SPIEGEL: Die Klimakrise spaltet auch Gesellschaften: In den USA ist das besonders gut zu beobachten. Millionen haben den Klimawandelleugner Donald Trump gewählt und halten auch heute Klimaschutz für eine Ideologie.
Leiserowitz: Wir konnten mit unseren Studien zeigen, dass die amerikanische Öffentlichkeit keineswegs nur aus Klimaschutz-Hassern auf der einen und Ökoaktivisten auf der anderen Seite besteht. Nur eine Minderheit von unter zehn Prozent sind aktive Klimaleugner und Verschwörungstheoretiker. Die sind leider besonders laut. Die schüchtern den Rest ein und säen Zweifel, etwa mit Fake-Studien oder gezielten Desinformationskampagnen. Das heißt aber auch, dass 90 Prozent grundsätzlich bereit sind, über die Klimakrise zu reden.
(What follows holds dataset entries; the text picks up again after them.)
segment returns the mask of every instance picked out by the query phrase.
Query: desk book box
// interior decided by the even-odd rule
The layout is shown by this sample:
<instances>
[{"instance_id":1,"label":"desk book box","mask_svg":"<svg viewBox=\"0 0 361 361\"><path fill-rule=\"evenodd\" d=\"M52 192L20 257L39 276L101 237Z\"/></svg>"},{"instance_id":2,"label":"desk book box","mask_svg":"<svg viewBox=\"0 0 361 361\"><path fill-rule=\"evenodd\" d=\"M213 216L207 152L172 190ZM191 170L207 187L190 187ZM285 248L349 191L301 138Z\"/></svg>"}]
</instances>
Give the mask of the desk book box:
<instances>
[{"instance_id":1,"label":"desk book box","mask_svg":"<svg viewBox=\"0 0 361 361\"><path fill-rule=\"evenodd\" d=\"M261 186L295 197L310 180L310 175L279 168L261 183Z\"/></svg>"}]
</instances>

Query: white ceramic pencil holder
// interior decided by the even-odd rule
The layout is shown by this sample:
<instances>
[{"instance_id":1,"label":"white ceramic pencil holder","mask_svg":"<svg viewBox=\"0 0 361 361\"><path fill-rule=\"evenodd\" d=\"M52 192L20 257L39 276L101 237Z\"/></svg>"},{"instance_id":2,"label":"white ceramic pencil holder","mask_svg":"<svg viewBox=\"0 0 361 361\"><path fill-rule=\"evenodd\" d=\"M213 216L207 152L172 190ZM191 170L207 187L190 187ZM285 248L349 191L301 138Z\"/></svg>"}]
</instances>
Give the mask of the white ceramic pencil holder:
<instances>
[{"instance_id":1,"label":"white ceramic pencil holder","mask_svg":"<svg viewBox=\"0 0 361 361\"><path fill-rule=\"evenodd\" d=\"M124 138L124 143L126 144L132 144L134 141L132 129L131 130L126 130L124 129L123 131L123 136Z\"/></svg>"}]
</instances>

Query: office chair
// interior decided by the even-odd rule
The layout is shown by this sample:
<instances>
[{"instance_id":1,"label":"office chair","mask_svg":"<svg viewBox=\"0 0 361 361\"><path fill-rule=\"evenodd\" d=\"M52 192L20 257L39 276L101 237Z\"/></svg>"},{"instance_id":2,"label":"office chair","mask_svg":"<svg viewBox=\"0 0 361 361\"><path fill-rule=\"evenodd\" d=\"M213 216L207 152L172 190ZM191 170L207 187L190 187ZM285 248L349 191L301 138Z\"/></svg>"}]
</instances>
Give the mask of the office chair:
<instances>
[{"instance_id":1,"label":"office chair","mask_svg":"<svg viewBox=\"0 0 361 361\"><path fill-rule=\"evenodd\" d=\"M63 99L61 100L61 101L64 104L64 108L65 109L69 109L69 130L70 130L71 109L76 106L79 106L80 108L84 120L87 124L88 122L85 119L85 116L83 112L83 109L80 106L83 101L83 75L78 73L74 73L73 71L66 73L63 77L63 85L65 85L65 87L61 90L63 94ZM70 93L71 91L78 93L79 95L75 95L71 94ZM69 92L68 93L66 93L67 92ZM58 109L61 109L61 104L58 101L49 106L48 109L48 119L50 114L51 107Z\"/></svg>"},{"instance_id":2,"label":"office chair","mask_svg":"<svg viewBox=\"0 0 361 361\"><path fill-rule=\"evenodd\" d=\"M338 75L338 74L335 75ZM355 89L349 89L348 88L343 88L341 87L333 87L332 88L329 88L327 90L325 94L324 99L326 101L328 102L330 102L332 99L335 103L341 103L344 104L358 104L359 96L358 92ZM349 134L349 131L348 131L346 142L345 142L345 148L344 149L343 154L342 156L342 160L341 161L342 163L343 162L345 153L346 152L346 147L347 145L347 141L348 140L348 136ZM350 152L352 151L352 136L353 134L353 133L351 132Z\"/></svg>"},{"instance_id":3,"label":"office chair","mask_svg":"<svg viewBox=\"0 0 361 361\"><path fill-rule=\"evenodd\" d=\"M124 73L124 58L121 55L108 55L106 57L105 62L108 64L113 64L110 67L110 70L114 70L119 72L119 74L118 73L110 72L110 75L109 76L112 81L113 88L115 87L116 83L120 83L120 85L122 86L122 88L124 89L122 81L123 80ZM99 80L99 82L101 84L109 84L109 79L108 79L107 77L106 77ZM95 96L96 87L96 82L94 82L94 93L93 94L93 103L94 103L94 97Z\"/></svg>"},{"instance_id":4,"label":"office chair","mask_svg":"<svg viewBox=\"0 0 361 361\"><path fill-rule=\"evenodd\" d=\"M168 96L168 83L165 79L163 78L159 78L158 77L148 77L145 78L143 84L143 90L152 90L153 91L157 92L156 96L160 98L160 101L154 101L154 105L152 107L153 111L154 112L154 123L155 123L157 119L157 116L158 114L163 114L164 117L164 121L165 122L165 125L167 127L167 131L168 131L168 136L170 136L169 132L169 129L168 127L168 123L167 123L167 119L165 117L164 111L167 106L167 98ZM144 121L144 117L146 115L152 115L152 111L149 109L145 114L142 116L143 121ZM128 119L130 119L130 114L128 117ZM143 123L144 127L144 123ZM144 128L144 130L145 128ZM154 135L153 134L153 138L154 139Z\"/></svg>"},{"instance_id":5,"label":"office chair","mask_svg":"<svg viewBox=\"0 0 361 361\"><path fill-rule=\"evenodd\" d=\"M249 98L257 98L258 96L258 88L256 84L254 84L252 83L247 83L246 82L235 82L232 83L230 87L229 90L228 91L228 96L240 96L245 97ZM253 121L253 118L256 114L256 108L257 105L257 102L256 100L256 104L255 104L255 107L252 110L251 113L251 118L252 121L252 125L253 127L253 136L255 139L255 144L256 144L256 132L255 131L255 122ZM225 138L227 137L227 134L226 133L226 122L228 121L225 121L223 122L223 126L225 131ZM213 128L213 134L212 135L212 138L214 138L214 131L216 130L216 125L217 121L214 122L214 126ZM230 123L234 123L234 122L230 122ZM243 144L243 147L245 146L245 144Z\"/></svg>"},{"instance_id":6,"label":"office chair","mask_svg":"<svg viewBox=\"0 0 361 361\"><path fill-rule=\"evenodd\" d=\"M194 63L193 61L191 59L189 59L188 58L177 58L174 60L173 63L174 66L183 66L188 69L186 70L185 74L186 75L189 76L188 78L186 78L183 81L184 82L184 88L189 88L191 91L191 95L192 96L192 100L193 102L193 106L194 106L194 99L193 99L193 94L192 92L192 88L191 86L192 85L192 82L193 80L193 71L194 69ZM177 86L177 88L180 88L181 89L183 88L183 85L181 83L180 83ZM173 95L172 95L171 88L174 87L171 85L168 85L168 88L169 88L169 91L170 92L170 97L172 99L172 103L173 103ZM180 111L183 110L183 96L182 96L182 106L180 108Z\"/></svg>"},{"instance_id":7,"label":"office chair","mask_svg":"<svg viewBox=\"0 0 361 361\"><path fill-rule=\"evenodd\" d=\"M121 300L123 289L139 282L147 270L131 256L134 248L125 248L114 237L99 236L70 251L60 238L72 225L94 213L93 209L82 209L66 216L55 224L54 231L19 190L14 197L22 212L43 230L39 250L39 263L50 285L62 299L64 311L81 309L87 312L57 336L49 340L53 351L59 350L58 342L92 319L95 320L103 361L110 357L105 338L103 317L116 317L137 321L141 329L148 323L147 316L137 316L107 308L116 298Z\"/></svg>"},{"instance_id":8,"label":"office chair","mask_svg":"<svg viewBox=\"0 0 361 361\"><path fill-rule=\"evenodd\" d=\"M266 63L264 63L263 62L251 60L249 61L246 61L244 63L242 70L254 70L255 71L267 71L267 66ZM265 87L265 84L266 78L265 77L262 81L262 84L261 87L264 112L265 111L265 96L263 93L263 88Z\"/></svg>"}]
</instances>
Die meisten US-Amerikaner haben Trump nicht gewählt, weil er Klimaleugner ist, sondern sie seinen Politikstil mögen oder gegen Einwanderung sind.
SPIEGEL: Es gibt also noch Hoffnung?
Leiserowitz: Ja. Solange sich Menschen für den Klimaschutz engagieren, ist noch nichts verloren. Und es werden täglich mehr.